A coalition of Democrats, Republicans, Libertarians, and Green Party members came out on Wednesday to announce their opposition to the next solar power amendment Floridians will vote on this fall.
If passed, Amendment 1 would put existing law regarding the rights of homeowners and businesses to own or lease solar equipment into the state Constitution. Advocates for the measure say it would also provide consumer protections against unscrupulous companies that have taken advantage of solar customers in other states.
On a conference call, the newly formed coalition blasted the measure as an effort by the major utilities to stop rooftop solar and keep a stranglehold on customers by preventing them from generating their own power.
“Amendment 1 is a sham designed by the utilities to turn out the lights on solar in Florida,” said Pamela Goodman, president of the League of Women Voters of Florida. “Florida utilities have raised a staggering $18 million dollars to place this ‘citizen’ amendment on the ballot. With Amendment 4 we saw the enthusiasm Florida voters have for good solar policy, and we urge voters to get the facts and not be fooled by this utility-funded attempt to put their boot on the neck of solar.”
The political committee behind Amendment One, “Consumers for Smart Solar,” has raised over $18.8 million, with much of that coming from the big four power companies in Florida: Duke Energy, Gulf Power Company, TECO, and Florida Power & Light.
“We believe Amendment 1, initiated by Florida’s for-profit, monopoly utility companies, is intentionally deceptive and intended to trick and confuse Florida voters to make them believe they are supporting solar when, in fact, passing Amendment 1 will irreparably harm rooftop solar and limit their energy choices,” said Patrick Altier, incoming president of the Florida Solar Energy Industry Association and a Florida rooftop solar contractor.

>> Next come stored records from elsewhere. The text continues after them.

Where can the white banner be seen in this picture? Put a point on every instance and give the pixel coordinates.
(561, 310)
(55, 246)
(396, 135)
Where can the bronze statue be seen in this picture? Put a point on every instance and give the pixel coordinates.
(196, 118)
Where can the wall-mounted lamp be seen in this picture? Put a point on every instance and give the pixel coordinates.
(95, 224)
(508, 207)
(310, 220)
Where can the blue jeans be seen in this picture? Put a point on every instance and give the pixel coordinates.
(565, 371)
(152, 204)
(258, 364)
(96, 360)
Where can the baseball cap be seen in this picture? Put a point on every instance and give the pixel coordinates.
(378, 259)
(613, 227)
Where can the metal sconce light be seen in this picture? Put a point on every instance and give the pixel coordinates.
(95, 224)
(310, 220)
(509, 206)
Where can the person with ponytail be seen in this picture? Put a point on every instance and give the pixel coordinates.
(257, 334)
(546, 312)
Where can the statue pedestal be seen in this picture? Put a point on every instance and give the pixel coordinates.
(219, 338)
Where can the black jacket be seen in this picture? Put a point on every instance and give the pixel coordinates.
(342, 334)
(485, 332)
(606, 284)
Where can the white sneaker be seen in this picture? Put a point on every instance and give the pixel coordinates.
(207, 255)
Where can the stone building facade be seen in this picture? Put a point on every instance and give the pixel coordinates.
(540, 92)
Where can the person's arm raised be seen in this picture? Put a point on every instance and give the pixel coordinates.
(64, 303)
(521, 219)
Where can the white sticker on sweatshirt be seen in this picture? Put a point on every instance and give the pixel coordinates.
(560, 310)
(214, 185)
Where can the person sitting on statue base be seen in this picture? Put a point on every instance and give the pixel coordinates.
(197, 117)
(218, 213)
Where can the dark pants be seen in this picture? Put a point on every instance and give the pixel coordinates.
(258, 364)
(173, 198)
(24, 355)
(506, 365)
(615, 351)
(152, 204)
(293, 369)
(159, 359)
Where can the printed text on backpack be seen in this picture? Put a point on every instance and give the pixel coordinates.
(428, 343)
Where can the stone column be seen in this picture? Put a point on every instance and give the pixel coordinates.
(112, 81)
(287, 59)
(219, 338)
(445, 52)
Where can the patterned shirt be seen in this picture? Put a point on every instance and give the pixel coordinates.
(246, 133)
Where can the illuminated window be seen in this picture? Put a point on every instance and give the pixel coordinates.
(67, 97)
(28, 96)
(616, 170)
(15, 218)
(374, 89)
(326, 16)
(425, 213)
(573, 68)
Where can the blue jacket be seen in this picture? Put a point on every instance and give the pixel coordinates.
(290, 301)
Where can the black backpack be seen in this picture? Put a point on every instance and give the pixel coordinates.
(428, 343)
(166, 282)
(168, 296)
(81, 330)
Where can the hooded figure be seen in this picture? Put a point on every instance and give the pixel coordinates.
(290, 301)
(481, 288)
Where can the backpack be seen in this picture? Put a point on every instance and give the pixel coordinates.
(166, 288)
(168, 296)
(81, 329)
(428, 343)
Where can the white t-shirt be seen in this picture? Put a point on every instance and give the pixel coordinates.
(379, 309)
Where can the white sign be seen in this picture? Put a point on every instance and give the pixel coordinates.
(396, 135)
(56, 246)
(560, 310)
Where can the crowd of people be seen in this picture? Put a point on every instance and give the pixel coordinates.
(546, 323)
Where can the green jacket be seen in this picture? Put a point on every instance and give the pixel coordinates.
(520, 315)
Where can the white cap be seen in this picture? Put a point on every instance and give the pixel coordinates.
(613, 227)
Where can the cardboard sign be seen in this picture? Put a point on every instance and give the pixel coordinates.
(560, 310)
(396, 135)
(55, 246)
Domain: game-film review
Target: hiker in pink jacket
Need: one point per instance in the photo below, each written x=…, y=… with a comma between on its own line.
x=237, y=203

Several of the speakers on the call were part of “Floridians for Solar Choice,” a coalition of conservative and progressive groups who were attempting to get a competing solar power amendment on the Florida ballot this November, but fell far short of getting the necessary signatures to qualify. It was strongly opposed by some of the same utility companies behind Amendment 1. The chairman of “Floridians for Solar Choice,” Tory Perfetti, said they will again take the lead on the measures.

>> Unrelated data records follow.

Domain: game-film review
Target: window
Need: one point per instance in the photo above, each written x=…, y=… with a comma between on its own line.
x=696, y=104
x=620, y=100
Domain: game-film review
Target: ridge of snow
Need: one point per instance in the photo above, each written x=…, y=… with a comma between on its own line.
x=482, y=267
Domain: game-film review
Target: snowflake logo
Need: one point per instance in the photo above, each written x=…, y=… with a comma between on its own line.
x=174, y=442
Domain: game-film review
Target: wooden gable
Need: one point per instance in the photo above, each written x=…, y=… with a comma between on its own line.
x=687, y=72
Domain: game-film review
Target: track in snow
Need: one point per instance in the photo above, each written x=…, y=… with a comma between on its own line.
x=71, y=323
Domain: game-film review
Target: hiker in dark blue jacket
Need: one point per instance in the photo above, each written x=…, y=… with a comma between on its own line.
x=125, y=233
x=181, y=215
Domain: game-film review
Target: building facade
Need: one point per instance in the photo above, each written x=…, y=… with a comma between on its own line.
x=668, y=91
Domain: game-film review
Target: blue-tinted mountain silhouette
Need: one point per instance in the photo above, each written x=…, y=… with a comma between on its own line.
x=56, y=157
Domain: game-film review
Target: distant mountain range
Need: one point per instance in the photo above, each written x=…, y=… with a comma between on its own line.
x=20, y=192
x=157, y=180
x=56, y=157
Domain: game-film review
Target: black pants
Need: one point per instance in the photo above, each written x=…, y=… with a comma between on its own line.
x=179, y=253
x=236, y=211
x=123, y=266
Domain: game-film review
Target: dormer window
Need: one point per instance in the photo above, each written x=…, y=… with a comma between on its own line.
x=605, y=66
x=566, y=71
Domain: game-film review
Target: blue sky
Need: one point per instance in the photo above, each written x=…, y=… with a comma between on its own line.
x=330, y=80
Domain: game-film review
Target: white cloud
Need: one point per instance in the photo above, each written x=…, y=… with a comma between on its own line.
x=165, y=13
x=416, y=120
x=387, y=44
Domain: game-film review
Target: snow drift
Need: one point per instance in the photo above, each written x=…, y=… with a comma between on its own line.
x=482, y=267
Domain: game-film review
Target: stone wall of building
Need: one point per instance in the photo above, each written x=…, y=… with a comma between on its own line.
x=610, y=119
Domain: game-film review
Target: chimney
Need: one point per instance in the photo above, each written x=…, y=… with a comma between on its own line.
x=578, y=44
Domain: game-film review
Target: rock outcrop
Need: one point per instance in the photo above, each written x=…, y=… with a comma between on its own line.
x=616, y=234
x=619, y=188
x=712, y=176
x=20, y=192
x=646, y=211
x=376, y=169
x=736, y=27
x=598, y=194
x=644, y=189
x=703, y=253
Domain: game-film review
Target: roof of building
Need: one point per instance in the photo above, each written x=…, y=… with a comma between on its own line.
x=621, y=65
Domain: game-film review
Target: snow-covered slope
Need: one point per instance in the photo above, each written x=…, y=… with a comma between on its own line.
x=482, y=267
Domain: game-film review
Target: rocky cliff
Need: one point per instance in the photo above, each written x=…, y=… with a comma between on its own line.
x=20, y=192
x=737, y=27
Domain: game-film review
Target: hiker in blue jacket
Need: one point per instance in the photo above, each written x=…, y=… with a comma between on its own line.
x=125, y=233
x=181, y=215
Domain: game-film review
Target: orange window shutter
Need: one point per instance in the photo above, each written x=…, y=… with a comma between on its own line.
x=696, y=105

“FSC is actively raising money, small to large donations across the board,” he said. “Our goal is to do whatever we can and is possible to defeat Amendment 1.”
The main funding for the “Floridians for Solar Choice” initial attempt at getting on the state’s Constitution was led by the environmental group Southern Alliance for Clean Energy. Dr. Stephen Smith, executive director of the group, said Amendment 1 would pave the way for barriers to be created to penalize solar customers, and said observers should follow the money, referring to the utilities’ large investment in the measure.”Why are the utilities spending close to $20 million, unless they wanted to get something for it, and/or cover something up?” Smith asked.
Sarah Bascom is a spokesperson for “Consumers for Smart Solar,” the group behind Amendment 1.
“A plain read of Amendment 1 and an exhaustive independent review of it by the state policy and economic experts proves that our opponents’ statements about Amendment 1 are false,” she said in a statement sent to FloridaPolitics.
“Amendment 1 simply does three things,” Bascom added. “It ensures consumers’ rights to generate their own solar electricity. It protects consumers from scams and ripoffs like what’s happened in Arizona. And it promotes fairness by allowing government to protect those who don’t choose solar from having to subsidize out-of-state solar operators. It does not preclude any approach to solar energy. The real questions are why would anyone oppose Amendment 1, and who are the secret funders of those campaigning against this good pro-solar, pro-consumer amendment? ”
Amendment 1 states that, “state and local governments shall retain their abilities to protect consumer rights and public health, safety and welfare, and to ensure that consumers who do not choose to install solar are not required to subsidize the costs of backup power and electric grid access to those who do.”
“There is no factual basis for that,” said Smith about that specific passage in the proposal, citing studies done in other states which he said proves that statement is not factually accurate. “The utilities and their proxies are parroting this line in an effort to weakly bring punitive and discriminative charges against customers who have solar in the future,” he said.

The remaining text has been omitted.